J'ai appelé ma maman ce soir, comme tous les weekends (ou presque) et dans notre conversation palpitante sur le beau temps et le reste, elle m'a parlé d'une femme qui j'ai rencontré il y a deux ou trois ans. C'est la femme du fils de l'ancien patron de ma mère (vous suivez?); j'ai le même âge que ce 'garçon'; on était au collège ensemble. Nous n'étions pas vraiment amis, mais des connaissances. Il est maintenant un médecin brillant (il est invité partout dans le monde pour faire des conférences, pour vous dire). Il y a deux ou trois ans, comme je disais, il est passé par Paris avec sa femme et leur deux enfants. Prévenue par ma mère, je les ai invité pour un déjeuner de dimanche.
C'était le sorte de repas 'obligatoire' que je dois faire de temps en temps pour accueillir mes compatriotes qui passent par là, amis ou pas, amis d'amis souvent. Je le fais parce que c'est 'gentille', parce que l'on attend de ma part. Ils étaient tous très sympas. Le repas a dû plutôt bien se passer; je n'ai pas vraiment gardé de souvenir.

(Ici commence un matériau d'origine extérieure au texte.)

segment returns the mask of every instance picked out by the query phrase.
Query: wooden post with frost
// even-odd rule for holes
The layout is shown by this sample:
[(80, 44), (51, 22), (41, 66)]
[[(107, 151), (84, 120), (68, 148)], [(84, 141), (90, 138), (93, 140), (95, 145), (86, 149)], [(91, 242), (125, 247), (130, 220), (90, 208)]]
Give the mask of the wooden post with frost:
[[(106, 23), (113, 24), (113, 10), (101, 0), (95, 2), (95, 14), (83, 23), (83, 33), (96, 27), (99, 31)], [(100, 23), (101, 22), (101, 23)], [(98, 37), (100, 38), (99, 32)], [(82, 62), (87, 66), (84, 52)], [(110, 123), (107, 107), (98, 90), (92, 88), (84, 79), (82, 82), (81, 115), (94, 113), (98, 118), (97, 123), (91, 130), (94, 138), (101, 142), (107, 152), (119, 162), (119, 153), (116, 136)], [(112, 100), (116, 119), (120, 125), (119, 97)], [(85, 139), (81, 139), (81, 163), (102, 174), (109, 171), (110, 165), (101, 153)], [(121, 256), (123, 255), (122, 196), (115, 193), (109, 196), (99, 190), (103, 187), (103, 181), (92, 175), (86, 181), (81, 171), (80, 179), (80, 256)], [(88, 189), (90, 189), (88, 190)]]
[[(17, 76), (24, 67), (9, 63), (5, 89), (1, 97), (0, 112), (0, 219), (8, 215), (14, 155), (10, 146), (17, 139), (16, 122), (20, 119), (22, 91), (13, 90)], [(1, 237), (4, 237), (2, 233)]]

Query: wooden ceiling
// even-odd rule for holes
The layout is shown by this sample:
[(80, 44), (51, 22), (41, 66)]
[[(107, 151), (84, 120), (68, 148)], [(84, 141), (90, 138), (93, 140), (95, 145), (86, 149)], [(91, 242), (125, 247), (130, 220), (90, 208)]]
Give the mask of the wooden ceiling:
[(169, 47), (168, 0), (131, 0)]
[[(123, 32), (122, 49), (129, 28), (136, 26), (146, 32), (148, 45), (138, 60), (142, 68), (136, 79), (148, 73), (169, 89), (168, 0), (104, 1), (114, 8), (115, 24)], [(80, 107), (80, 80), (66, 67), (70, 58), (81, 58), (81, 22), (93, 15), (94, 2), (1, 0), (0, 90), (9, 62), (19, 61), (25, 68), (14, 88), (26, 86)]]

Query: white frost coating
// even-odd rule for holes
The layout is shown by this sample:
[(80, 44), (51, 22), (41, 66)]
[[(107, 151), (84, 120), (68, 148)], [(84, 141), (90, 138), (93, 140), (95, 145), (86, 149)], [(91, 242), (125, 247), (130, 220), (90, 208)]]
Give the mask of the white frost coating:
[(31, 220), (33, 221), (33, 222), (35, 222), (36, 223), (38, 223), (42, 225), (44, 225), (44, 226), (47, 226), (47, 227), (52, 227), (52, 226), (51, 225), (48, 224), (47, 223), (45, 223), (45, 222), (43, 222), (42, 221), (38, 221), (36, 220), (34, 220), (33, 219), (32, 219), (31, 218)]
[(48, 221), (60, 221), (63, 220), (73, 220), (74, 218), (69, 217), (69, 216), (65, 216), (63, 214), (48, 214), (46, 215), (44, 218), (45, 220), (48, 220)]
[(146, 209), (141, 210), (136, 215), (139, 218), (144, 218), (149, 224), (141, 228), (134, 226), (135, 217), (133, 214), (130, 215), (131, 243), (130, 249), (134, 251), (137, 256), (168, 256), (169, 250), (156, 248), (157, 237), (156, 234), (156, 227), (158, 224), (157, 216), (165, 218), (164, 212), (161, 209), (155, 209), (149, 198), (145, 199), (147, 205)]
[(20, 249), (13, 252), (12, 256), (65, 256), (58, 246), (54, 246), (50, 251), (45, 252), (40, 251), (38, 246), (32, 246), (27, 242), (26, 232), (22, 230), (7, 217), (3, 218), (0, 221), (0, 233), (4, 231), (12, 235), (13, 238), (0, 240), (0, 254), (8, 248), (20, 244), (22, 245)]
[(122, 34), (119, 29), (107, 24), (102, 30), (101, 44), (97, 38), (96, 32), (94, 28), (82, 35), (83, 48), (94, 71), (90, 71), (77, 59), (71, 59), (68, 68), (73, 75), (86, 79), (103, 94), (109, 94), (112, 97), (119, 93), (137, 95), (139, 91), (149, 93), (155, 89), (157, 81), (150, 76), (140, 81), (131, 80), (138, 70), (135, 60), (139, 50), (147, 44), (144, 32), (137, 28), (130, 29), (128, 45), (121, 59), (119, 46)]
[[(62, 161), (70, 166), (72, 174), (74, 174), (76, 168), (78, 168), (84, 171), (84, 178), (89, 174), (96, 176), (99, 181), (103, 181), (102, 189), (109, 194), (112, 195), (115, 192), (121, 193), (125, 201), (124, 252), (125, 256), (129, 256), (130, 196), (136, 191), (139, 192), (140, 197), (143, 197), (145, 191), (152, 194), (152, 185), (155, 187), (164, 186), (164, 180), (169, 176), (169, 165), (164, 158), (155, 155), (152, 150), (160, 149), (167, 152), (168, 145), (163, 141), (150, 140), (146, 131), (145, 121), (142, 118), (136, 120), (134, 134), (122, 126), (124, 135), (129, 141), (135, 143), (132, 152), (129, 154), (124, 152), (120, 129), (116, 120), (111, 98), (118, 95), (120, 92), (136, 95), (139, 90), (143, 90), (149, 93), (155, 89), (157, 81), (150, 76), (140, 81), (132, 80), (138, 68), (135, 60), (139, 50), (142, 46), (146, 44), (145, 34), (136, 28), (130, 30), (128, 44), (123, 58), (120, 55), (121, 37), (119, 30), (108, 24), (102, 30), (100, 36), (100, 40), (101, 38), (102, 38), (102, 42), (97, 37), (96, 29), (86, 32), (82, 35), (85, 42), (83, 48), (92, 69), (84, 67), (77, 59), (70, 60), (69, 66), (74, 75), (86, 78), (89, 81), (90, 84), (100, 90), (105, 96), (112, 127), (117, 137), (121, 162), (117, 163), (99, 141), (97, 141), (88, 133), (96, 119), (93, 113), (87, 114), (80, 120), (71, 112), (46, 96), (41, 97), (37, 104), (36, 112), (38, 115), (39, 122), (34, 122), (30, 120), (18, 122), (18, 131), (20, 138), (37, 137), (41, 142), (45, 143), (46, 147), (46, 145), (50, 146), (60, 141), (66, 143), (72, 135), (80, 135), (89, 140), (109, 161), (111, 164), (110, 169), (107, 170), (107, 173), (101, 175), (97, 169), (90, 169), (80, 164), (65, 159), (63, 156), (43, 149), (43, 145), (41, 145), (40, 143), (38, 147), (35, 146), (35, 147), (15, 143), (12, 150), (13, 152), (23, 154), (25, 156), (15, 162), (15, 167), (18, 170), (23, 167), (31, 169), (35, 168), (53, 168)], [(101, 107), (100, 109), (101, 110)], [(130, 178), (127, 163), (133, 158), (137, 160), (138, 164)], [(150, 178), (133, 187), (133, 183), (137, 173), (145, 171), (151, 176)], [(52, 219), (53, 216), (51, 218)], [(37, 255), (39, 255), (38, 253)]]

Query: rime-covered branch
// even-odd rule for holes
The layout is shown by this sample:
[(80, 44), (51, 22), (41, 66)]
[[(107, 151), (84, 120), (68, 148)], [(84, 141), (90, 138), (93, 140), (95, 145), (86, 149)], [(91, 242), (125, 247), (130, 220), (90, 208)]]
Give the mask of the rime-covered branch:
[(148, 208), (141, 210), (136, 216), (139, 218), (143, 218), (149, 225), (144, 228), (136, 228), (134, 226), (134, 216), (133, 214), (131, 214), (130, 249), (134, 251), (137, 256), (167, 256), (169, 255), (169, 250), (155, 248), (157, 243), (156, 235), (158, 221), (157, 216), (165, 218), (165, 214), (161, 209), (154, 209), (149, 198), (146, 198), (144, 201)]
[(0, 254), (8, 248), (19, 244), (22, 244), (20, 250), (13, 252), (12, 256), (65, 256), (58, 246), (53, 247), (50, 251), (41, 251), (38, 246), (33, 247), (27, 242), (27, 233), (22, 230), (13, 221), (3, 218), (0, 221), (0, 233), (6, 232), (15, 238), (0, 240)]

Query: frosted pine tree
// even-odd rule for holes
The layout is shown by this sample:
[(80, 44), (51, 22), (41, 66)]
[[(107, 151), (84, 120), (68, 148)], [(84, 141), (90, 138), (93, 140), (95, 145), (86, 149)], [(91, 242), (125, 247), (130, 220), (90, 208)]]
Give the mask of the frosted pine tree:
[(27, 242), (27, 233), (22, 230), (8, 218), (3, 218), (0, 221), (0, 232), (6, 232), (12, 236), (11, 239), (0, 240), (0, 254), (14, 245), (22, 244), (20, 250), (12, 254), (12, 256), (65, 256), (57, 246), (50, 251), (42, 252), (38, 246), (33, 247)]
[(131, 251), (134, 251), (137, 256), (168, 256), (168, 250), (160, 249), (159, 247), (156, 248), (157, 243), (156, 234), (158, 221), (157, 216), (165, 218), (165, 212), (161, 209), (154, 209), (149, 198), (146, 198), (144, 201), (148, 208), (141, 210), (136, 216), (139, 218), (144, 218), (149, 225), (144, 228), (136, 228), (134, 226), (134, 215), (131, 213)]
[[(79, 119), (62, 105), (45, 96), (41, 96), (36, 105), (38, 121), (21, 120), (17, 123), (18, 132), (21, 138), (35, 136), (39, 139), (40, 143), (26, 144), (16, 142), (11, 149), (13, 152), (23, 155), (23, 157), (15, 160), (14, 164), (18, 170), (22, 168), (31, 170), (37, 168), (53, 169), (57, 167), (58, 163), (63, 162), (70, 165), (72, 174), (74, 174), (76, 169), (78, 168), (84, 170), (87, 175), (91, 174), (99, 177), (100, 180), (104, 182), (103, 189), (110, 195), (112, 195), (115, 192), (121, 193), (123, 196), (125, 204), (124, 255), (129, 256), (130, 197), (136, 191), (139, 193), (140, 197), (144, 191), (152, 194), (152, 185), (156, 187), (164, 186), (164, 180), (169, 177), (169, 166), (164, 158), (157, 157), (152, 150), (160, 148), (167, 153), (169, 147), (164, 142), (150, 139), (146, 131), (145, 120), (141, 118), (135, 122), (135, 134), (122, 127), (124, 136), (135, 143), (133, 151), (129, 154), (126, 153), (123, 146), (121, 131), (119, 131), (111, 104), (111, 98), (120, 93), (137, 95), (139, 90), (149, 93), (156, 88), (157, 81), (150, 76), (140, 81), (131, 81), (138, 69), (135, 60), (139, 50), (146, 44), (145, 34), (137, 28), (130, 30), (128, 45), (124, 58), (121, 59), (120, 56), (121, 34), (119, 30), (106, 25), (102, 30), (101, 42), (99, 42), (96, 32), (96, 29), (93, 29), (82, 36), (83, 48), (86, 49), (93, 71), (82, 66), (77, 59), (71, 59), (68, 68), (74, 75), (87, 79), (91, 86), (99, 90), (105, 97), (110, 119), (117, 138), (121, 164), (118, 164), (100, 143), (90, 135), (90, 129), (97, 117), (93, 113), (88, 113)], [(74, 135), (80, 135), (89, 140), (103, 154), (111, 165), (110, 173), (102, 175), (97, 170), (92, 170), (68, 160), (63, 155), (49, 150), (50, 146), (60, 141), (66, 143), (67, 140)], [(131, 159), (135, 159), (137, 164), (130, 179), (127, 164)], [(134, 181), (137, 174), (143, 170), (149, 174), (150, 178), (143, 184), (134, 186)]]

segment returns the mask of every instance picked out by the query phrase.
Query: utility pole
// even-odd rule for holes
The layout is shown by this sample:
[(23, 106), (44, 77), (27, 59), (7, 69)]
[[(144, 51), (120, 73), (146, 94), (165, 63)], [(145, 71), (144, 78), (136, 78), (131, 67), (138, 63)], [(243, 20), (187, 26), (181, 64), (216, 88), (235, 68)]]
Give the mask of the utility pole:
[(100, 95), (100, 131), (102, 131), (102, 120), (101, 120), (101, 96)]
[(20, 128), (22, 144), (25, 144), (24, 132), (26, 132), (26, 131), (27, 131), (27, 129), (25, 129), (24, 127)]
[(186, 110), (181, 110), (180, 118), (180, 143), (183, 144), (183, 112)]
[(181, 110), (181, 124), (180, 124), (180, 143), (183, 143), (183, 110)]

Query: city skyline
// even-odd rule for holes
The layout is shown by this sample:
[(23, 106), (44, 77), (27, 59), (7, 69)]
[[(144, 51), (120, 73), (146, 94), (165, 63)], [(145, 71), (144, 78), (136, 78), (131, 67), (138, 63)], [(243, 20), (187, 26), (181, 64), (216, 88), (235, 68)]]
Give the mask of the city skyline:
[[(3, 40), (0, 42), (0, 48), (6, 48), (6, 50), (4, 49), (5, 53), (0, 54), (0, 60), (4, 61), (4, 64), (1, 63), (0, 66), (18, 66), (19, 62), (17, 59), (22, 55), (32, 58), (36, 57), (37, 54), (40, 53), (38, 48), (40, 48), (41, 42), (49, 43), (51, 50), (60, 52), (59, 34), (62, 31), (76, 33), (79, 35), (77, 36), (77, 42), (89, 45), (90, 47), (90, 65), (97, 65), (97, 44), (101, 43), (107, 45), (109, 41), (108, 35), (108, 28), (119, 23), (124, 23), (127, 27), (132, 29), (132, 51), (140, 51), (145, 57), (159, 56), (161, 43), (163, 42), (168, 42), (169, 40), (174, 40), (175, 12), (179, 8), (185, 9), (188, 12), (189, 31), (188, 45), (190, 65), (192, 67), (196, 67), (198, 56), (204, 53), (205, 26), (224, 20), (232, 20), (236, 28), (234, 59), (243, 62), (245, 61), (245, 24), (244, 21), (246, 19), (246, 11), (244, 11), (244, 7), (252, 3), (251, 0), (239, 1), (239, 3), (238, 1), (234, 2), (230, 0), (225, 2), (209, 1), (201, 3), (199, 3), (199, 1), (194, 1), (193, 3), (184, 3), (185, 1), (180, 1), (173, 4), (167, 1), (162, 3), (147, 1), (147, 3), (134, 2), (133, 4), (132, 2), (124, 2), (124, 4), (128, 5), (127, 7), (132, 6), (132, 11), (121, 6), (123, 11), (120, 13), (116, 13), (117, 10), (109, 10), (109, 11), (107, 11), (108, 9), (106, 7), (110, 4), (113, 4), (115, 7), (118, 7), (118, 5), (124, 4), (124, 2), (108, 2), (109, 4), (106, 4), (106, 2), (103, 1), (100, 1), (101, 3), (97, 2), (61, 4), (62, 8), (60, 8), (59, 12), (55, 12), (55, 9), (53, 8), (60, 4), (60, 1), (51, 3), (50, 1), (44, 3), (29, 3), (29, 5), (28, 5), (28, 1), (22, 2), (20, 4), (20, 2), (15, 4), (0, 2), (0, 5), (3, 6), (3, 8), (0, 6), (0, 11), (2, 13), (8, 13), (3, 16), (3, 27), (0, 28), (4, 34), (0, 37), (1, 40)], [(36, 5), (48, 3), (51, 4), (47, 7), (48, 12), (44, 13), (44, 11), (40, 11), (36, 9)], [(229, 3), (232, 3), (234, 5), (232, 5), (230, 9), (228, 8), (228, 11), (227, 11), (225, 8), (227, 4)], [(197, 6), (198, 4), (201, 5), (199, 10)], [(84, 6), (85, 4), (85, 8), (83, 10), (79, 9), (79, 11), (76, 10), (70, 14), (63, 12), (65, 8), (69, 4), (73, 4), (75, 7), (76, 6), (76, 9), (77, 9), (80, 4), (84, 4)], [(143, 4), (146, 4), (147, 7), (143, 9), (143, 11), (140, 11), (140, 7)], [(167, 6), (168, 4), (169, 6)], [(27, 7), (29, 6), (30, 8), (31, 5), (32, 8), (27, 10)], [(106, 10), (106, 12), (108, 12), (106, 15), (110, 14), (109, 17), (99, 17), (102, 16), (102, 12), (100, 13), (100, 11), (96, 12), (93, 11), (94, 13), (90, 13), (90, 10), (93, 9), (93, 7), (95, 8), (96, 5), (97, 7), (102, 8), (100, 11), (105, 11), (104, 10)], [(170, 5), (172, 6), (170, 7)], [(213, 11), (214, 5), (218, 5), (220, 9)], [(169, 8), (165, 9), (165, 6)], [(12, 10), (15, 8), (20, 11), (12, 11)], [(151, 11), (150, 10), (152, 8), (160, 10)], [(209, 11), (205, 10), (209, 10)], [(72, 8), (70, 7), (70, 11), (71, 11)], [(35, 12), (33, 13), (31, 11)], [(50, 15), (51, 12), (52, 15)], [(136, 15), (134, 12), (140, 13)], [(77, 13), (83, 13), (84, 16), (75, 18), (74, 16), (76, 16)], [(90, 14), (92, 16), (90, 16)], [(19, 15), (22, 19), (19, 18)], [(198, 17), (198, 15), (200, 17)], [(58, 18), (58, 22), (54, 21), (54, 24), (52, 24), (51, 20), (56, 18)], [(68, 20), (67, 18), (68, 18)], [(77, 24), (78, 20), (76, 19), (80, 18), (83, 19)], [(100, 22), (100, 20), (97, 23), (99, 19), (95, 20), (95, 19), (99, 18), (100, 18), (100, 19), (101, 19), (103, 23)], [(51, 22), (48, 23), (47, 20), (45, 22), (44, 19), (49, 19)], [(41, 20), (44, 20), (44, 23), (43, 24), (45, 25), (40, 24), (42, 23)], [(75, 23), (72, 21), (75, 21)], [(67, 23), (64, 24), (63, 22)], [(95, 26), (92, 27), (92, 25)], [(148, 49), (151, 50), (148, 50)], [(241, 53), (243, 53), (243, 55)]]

J'avais de temps en temps de leurs nouvelles, grâce à ma mère, pas parce que j'avais demandé, mais parce qu'elle pensait que je voudrais sûrement en avoir.
La femme de ce garçon était malade quand je l'ai rencontrée. Ma mère m'avait prévenu. Elle souffrait d'une maladie rare (auto-immune) qui s'appelle (en anglais) scleroderma. Plus ou moins, c'est quand tous les tissus du corps durcissent petit à petit au point d'avoir la peau et les organes complètement durs et ainsi mourir. Ainsi avertie, je me souviens juste d'avoir regardé la femme un peu longuement pour voir si je voyais les effets. Elle paraîssait un peu trop ridée pour son âge, mais à part ça, rien.
Au téléphone ce soir, ma mère m'a dit qu'elle avait eu des nouvelles inquiétantes comme quoi la femme a dû aller en hospice et que la fin n'était pas loin. Apparemment elle avait commencé un blog; ma mère ne se souvenait pas très bien comment ça s'appelle. Toujours au téléphone, j'ai rapidement googlé les quelques mots clés que Maman a pu me donner. Je suis tombée tout de suite sur son blog, et le post annonçant son décès d'hier.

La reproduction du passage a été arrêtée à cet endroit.